In sharp contrast to this usage the term “Negro” in Africa has been more and more restricted until some scientists, late in the last century, declared that the great mass of the black and brown people of Africa were not Negroes at all, and that the “real” Negro dwells in a small space between the Niger and the Senegal. Ratzel says, “If we ask what justifies so narrow a limitation, we find that the hideous Negro type, which the fancy of observers once saw all over Africa, but which, as Livingstone says, is really to be seen only as a sign in front of tobacco shops, has on closer inspection evaporated from all parts of Africa, to settle no one knows how in just this region. If we understand that an extreme case may have been taken for the genuine and pure form, even so we do not comprehend the ground of its geographical limitation and location; for wherever dark, woolly-haired men dwell, this ugly type also crops up. We are here in the presence of a refinement of science which to an unprejudiced eye will hardly hold water."[67]
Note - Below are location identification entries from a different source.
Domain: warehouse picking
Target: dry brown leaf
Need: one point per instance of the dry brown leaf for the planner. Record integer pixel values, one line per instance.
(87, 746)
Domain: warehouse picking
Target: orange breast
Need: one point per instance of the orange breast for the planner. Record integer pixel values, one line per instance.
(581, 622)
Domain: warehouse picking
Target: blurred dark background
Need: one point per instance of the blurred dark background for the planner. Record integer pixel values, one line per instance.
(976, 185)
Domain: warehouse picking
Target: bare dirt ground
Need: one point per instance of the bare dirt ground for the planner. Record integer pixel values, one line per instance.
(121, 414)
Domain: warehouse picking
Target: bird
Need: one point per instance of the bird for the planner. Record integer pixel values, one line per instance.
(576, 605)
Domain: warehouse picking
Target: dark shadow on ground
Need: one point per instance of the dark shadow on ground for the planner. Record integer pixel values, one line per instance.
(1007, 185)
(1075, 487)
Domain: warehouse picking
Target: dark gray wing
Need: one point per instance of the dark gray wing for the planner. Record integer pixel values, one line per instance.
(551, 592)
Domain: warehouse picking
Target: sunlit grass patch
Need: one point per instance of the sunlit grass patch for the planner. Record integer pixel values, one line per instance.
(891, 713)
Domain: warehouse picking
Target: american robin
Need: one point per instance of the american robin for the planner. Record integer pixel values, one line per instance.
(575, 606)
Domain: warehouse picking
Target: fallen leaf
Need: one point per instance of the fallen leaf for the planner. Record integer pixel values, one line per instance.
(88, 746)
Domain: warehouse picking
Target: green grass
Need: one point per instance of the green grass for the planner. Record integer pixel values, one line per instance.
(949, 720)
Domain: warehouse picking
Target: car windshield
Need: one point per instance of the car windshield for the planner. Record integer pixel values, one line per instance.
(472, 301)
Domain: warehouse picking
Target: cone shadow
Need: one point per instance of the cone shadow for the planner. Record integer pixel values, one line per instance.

In this restricted sense the Negro has no history, culture, or ability, for the simple fact that such human beings as have history and evidence culture and ability are not Negroes! Between these two extreme definitions, with unconscious adroitness, the most extraordinary and contradictory conclusions have been reached.
Let it therefore be said, once for all, that racial inferiority is not the cause of anti-Negro prejudice. Boaz, the anthropologist, says, “An unbiased estimate of the anthropological evidence so far brought forward does not permit us to countenance the belief in a racial inferiority which would unfit an individual of the Negro race to take his part in modern civilization. We do not know of any demand made on the human body or mind in modern life that anatomical or ethnological evidence would prove to be beyond the powers of the Negro."[68]
“We have every reason to suppose that all races are capable, under proper guidance, of being fitted into the complex scheme of our modern civilization, and the policy of artificially excluding them from its benefits is as unjustifiable scientifically as it is ethically abhorrent."[69] What is, then, this so-called “instinctive” modern prejudice against black folk?
Lord Bryce says of the intermingling of blacks and whites in South America, “The ease with which the Spaniards have intermingled by marriage with the Indian tribes—and the Portuguese have done the like, not only with the Indians, but with the more physically dissimilar Negroes—shows that race repugnance is no such constant and permanent factor in human affairs as members of the Teutonic peoples are apt to assume. Instead of being, as we Teutons suppose, the rule in the matter, we are rather the exception, for in the ancient world there seems to have been little race repulsion.”